Ten minutes later, we’re sitting on the patio at Roost, toasting the serendipity (and one restaurant’s bad luck) that brought us here.

Roost (http://www.roostdayton.com/) is a tiny eatery in an evolving neighborhood. It opened in November and offers unexpected Italian fare. Sure, you can order spaghetti and meatballs, which the little boy latches onto. But he also gobbles up the marinated olives and gorgonzola and the truffled French fries that we order. The husband makes short work of an Italian sausage special. I’m more than happy with a warm mushroom and arugula salad and a bowl of Anaheim pepper soup.
Roost is why we’re shunning chains during our drive to and from the Midwest. The people here — from the bussers to our waiter to the two owners — are palpably excited about cooking seasonally and sourcing their restaurant with local food. Partners Dana Downs and Beth Hirschbach worked in catering before opening the place. When this building, which holds just over 30 tables, became available, they jumped at the chance to have a spot of their own. They couldn’t get bank financing, Beth tells me, so they took deep breaths and did everything themselves.
It seems to be paying off. Dana was recently named Dayton’s “Best Chef.” On this Friday, tables in the dining room are booked until 9 or 9:30 p.m. — the reason we’re enjoying a rather windy, slightly brisk meal outside.
Roost is indicative of what we’ve found on our 2,000-plus mile trip to Missouri and back. Chefs are doing interesting, exciting things with food — in flyover country, no less! During our time in Kansas City, my husband and I ate at Bluestem (http://www.bluestemkc.com/), one of our favorite haunts. This restaurant could easily hold its own against any of the Washington, DC, places we frequent (Nora Pouillon’s and Michel Richards’ included).
Bluestem opened in 2004. Since then, it and its chefs, Colby and Megan Garrelts, have received relatively little national press. I can only attribute this oversight to Bluestem’s “flyover country” locale — and to national restaurant writers who seem to concentrate solely on so-called hot spots. (Truly, if I read about one more “of-the-moment” restaurant in Portland or Austin, I may just vomit in my mouth.)
The night we visit, Bluestem sends out an amuse bouche the moment we sit down. It’s a warm cracker with meltingly sharp cheddar cheese inside.
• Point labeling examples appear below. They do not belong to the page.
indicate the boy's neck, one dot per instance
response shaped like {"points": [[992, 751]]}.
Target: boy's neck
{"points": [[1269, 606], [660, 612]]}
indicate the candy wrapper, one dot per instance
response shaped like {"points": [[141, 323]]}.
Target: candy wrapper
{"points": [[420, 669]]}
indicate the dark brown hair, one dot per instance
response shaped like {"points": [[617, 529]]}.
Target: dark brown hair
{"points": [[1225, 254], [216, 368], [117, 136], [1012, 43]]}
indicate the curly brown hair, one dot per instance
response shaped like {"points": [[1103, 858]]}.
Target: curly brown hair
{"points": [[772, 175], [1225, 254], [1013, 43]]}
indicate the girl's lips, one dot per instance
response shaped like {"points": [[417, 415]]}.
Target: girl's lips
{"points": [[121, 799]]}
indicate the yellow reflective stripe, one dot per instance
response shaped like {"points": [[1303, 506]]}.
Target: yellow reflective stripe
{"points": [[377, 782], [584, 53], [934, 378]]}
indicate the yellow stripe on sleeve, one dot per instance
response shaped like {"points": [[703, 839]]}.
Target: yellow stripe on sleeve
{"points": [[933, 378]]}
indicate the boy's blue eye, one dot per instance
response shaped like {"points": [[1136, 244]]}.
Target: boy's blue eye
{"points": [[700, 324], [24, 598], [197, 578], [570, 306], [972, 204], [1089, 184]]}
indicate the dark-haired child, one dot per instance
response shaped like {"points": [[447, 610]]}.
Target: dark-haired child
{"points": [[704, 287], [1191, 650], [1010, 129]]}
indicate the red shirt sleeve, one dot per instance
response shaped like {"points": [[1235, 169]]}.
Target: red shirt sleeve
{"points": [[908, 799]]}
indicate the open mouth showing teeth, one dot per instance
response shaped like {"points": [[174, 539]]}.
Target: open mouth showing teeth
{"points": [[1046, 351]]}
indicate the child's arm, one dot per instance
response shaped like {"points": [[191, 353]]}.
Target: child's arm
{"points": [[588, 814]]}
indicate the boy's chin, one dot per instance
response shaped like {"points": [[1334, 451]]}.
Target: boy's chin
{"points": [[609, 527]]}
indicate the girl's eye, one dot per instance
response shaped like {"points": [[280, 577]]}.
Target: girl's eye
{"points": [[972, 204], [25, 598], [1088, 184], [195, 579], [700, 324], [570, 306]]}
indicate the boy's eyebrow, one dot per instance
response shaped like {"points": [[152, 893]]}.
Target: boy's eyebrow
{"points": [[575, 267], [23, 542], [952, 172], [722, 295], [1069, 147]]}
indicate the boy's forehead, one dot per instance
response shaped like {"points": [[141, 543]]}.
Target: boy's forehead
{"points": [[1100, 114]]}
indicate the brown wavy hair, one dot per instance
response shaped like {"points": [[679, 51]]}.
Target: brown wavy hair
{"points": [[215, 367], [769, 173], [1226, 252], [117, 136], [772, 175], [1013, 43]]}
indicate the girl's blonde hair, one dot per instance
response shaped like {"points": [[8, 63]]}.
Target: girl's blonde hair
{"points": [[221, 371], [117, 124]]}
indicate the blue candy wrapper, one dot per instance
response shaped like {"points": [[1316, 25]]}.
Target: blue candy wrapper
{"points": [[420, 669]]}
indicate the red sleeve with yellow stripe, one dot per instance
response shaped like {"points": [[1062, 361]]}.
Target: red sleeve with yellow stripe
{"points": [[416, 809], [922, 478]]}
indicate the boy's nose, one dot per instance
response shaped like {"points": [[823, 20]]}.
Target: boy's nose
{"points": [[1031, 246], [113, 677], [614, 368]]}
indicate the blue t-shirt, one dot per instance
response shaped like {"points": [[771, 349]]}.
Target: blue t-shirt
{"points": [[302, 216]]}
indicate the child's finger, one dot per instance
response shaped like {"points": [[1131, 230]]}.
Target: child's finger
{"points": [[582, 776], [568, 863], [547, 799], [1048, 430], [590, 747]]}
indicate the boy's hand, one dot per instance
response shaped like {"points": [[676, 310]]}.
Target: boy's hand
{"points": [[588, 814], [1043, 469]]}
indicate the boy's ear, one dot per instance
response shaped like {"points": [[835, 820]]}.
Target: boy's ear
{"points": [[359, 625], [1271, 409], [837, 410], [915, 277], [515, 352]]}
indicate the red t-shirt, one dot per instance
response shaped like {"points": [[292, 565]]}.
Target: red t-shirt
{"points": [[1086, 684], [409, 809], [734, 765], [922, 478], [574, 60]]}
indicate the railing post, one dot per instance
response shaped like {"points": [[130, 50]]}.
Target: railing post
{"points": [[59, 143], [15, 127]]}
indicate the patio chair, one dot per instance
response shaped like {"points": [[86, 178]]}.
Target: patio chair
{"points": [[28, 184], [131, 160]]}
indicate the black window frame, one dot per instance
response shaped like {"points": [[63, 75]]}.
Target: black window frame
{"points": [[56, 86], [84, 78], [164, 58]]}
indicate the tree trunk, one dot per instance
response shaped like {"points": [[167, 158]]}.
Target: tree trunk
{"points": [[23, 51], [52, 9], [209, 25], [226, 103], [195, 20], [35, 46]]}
We order the three-course menu option (versus the five-course option or 10-course tasting menu) for $60 per person, plus a bottle of wine. We could pay $25 extra per person for wine pairings/presentations from Bluestem’s sommelier. But it isn’t necessary … General Manager Jeremy Lamb visits our table often, and we have lovely conversations about the local food scene and area farms.
Before the first course arrives, Chef Garrelts sends out what I can only call an amuse bouche flight: Four small bites that prepare us for the meal to come. There’s minced smoked salmon; a cold potato soup with herb oil; a tempura scallop; and a bite of perfectly ripe, bracingly chilled watermelon topped with a sliver of cherry tomato.
Heirloom tomatoes stuffed with burrata cheese and served with an olive oil crumble.
Our meal doesn’t disappoint. I dig into peeled heirloom tomatoes stuffed with burrata cheese; a roasted hen with creamed kale and bing cherries; and a dark chocolate torte with cherry sorbet and a cherry fritter. The husband enjoys a salad, salmon and a cheese platter. Our waiter brings us a tray of tiny desserts we can end the meal with as we sip coffee.
“Does Kansas City get this?” I ask our waiter at one point. (Because after 28 years away, I, too, am sometimes guilty of a flyover country mentality.)
“The foodies do,” he says. “People who come in with a Groupon deal are kind of surprised. But they leave happy, and that’s what we want.”
Colby and Megan are now preparing to open a second restaurant in Johnson County, KS. Called Rye, it will try to define “Midwestern cuisine.” There will be beef. And lots of pie.
I hope the national press takes note. Because it sounds like the kind of restaurant I would love to simply stumble across.
So after 2,200 miles in the car, how did we do on that quest to avoid fast-food and chain restaurants?
Not a perfect 10. There was the McDonalds breakfast our second day. Driving to Dayton from Kansas City we had another Mickey D’s stop outside Effingham, IL. (It was my fault. I was starving.) This morning we grabbed Panera Bread to eat in the car.
But three stops? That’s one chain every 733 miles. It’s not a gold, but I think we took the bronze.